À lire cet extrait de l’interview de Salim Hatubou, on pourrait hâtivement conclure que son livre est un roman sociologique qui fait, en quelque sorte, l’analyse d’une situation politique et humaine complexe à Mayotte. Ce serait oublié que Salim, en s’employant à dénoncer ce qui apparait comme une injustice à ses yeux, reste l’écrivain, le romancier soucieux d’une esthétique soignée laquelle, porte en son sein, son cri de revendication et de dénonciation adressé à ses lecteurs.
Dans la mêlée
Honte à vous ! Oui, honte à vous ! Où sont passées les plaines traversées par les ruisseaux de miel pour lesquels vous avez renoncé à vos racines et vos identités ? Je parcours la vie et implore la cécité qui me refuse, car, entendez bien mes yeux sont fatigués de ces étendues couvertes de rivières d’humiliations. Et pourtant, oui et pourtant, je voudrais attendre pour écouter le chant de l’aube, le jour où ma terre s’éveillera !

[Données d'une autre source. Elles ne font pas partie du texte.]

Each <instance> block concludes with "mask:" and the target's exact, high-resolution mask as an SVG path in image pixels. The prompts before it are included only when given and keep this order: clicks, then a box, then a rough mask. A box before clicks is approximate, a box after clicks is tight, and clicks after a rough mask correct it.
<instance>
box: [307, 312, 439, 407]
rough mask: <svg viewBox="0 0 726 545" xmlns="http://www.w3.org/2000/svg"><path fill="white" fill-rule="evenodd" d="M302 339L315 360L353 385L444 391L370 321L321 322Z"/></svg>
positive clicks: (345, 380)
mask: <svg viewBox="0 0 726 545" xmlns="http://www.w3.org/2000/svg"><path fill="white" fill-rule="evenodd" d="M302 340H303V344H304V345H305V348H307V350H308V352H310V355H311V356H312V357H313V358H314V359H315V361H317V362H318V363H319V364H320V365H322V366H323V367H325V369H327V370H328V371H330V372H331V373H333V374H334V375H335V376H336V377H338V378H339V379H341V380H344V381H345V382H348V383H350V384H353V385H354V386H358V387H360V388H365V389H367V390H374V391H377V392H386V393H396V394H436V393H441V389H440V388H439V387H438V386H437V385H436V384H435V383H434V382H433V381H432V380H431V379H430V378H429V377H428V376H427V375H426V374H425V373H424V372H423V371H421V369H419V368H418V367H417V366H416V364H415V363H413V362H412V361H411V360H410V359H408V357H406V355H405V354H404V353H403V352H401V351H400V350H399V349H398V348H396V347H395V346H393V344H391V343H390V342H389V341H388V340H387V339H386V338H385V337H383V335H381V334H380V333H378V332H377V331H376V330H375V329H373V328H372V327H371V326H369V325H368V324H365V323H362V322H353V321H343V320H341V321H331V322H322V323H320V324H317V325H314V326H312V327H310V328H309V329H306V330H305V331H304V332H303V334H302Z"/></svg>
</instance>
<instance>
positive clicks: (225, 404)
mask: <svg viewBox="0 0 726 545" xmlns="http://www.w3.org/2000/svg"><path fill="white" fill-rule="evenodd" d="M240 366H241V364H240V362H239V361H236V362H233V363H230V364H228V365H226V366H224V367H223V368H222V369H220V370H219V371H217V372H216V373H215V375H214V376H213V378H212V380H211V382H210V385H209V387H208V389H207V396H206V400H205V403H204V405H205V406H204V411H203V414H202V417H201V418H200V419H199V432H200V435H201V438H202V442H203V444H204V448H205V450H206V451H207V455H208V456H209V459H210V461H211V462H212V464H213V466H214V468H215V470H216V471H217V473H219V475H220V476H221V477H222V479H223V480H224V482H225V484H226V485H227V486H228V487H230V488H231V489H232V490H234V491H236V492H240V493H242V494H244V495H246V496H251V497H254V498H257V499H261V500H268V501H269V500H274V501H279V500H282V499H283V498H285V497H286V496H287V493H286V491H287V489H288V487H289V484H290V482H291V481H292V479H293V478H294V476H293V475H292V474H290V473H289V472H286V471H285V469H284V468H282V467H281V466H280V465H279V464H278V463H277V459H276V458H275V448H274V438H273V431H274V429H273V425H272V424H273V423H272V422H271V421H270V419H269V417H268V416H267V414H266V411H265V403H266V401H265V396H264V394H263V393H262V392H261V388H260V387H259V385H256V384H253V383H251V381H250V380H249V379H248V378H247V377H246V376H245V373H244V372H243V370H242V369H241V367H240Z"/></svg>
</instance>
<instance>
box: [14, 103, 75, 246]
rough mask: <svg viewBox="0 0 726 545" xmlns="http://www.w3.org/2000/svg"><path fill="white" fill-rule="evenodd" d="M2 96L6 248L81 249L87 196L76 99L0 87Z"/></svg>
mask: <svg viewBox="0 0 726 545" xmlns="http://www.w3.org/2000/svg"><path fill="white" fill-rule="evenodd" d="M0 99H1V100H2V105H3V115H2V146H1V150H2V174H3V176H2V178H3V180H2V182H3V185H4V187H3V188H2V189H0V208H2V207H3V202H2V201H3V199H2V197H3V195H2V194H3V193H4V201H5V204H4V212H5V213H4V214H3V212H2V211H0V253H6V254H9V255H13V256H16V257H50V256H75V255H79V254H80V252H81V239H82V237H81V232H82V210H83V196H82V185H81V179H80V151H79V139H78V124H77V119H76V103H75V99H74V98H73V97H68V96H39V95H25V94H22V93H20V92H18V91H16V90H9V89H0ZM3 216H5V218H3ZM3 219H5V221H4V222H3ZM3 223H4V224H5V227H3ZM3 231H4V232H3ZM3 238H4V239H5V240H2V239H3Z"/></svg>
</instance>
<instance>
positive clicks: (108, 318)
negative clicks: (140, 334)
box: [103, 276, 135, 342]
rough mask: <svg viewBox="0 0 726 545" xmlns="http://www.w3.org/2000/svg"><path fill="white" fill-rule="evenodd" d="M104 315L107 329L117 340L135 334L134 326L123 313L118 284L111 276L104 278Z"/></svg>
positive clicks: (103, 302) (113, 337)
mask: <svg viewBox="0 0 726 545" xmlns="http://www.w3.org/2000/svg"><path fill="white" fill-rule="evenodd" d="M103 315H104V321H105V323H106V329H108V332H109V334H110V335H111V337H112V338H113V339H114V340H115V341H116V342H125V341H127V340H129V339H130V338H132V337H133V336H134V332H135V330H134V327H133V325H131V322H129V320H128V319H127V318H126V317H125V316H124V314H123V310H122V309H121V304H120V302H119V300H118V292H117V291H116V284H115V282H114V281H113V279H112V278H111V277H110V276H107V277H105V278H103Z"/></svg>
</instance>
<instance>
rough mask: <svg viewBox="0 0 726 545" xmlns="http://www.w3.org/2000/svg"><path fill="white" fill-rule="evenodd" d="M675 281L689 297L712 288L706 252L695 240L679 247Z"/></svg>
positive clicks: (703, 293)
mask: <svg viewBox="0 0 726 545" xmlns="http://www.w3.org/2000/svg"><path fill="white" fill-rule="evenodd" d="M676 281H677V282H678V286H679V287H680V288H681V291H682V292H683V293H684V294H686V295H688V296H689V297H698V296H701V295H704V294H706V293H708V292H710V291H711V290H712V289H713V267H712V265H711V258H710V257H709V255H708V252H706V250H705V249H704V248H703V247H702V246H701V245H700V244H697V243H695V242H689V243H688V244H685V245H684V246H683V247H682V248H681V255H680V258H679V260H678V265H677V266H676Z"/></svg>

Ainsi, Salim Hatubou rejoint-il parfaitement Hugo lorsqu’il définit la fonction du poète qui doit, entre autres, être de guider ou de réveiller le peuple et les consciences. Dans « la fonction du poète » Hugo écrivait :
Quand les haines et les scandales
Tourmentent le peuple agité !
Honte au penseur qui se mutile
Et s’en va, chanteur inutile,
Par la porte de la cité !
« Honte au penseur qui se mutile, chanteur inutile ». Honte donc à l’écrivain, à l’artiste et sans doute à l’intellectuel inutile qui contemple, sans mot dire, sa cité brûler. Oui, l’intellectuel aussi, figure complexe et parfois déroutante. Peut-il rester neutre ? Peut-il continuer à garder le silence pendant que la tyrannie étouffe son propre peuple ? S’il est bien connu que parmi ceux qui dénoncent et combattent les tyrannies dans le monde se trouvent des intellectuels, il est également connu qui d’autres « intellectuels » s’emploient, par un discours savamment élaboré à les légitimer. Or, Salim Hatubou, comme bien d’illustres écrivains des Comores et d’ailleurs avant lui, a opté pour un double engagement. Il a choisi d’être dans la mêlée en épousant directement le combat du peuple, en étant sur le terrain, en manifestant et il a aussi choisi, à travers sa plume, de servir de guide, de flambeau pour ce même peuple. Il n’est donc aucune neutralité possible face à l’injustice.